After criticizing the Bain ads on "Meet the Press," Booker took to YouTube to add more context to his remarks -- but he stood by his assertion that such attack ads were "nauseating." Booker said he was expressing his "profound frustration with the kind of campaigning that I think is becoming too much of the norm."

Instead of promoting Booker's nearly four-minute video, the Obama campaign promoted via Twitter an edited, 35-second version which focused on Booker's defense of the attacks against Romney: "Mitt Romney has made his business record a centerpiece of his campaign," Booker said, adding that scrutiny on that record is "reasonable" and that he would "encourage it."

Republicans slammed the Obama team for its handling of the response. "Obama clamping down on @corybooker shows that democrats are no longer allowed to defend free market," Republican National Committee chairman Reince Priebus tweeted.

The RNC later put a petition online called "I stand with Cory," which said, "That's right Mr. President, we aren't going to let you destroy free enterprise. Stand up for America. Stand up for job creators."

After the Obama team on Monday rolled out its new anti-Bain video, the Romney campaign responded by referring to Booker's remarks.

"President Obama continues his assault on the free enterprise system with attacks that one of his supporters, Newark Mayor Cory Booker, called 'nauseating' and a former adviser, Steven Rattner, called 'unfair,'" Romney campaign spokesperson Andrea Saul said in a statement. "Americans expected a different kind of politics from Barack Obama but, sadly, this is just more of the same failed politics that dominates Washington."

Later Monday morning, the Romney campaign highlighted remarks from another Democrat, former Rep. Harold Ford, Jr., who said on MSNBC Monday morning that he agreed with Booker's remarks.

When asked about Booker's remarks on a conference call with reporters, Obama campaign spokesperson Ben LaBolt noted that Booker said Romney's record deserves scrutiny, and that Booker said "Romney had not been forthright about his tenure."

LaBolt said the campaign was "not at all" worried negative attacks would lower turnout among the president's supporters, arguing that the president's re-election team is also conveying a positive vision of the future. "We've not heard an affirmative vision from Mitt Romney," he said.

LaBolt also reiterated that the campaign is "not questioning the purpose of private equity as a whole."
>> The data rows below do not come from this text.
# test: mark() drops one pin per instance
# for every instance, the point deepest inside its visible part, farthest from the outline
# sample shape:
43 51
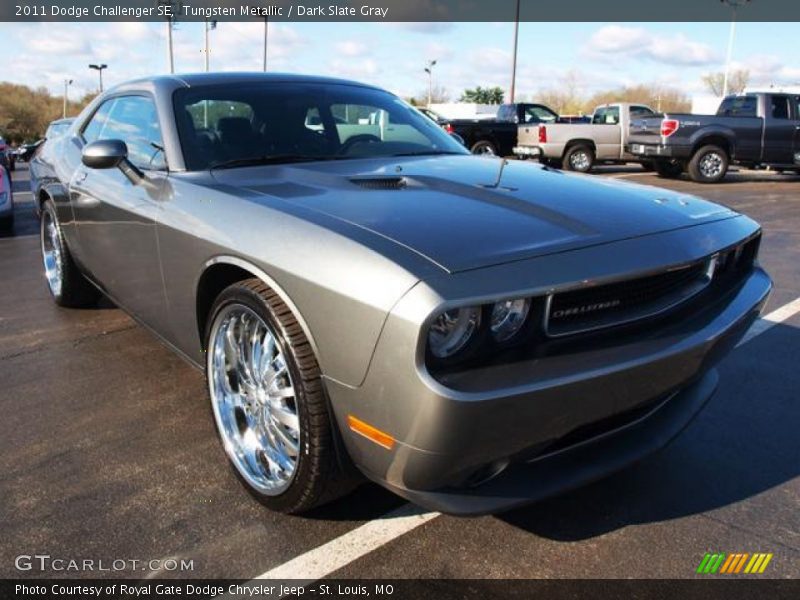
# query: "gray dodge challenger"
367 298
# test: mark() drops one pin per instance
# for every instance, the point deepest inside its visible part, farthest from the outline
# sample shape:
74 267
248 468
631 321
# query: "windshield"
275 122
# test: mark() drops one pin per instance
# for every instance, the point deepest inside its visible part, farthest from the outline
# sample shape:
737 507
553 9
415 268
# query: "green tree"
481 95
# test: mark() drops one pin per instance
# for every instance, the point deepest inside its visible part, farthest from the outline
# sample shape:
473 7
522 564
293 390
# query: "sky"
393 55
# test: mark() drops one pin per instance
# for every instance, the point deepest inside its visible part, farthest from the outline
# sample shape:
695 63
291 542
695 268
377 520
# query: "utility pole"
99 69
514 58
429 71
734 4
67 82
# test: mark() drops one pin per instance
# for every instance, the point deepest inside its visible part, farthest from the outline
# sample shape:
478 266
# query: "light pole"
429 71
514 58
734 4
99 69
67 82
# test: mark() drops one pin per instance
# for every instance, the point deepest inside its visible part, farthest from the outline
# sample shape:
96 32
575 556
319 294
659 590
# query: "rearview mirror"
104 154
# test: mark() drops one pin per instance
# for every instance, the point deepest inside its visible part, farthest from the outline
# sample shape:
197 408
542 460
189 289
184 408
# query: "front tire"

"There are many ways to run a business and many ways to measure that business's success," he said, charging that Romney put profits ahead of long term growth. Those "same values would have severe consequences for middle class families if he were elected," LaBolt continued. "It's time to stop pretending Romney's time as a corporate buyout specialist...somehow means he knows how to create jobs."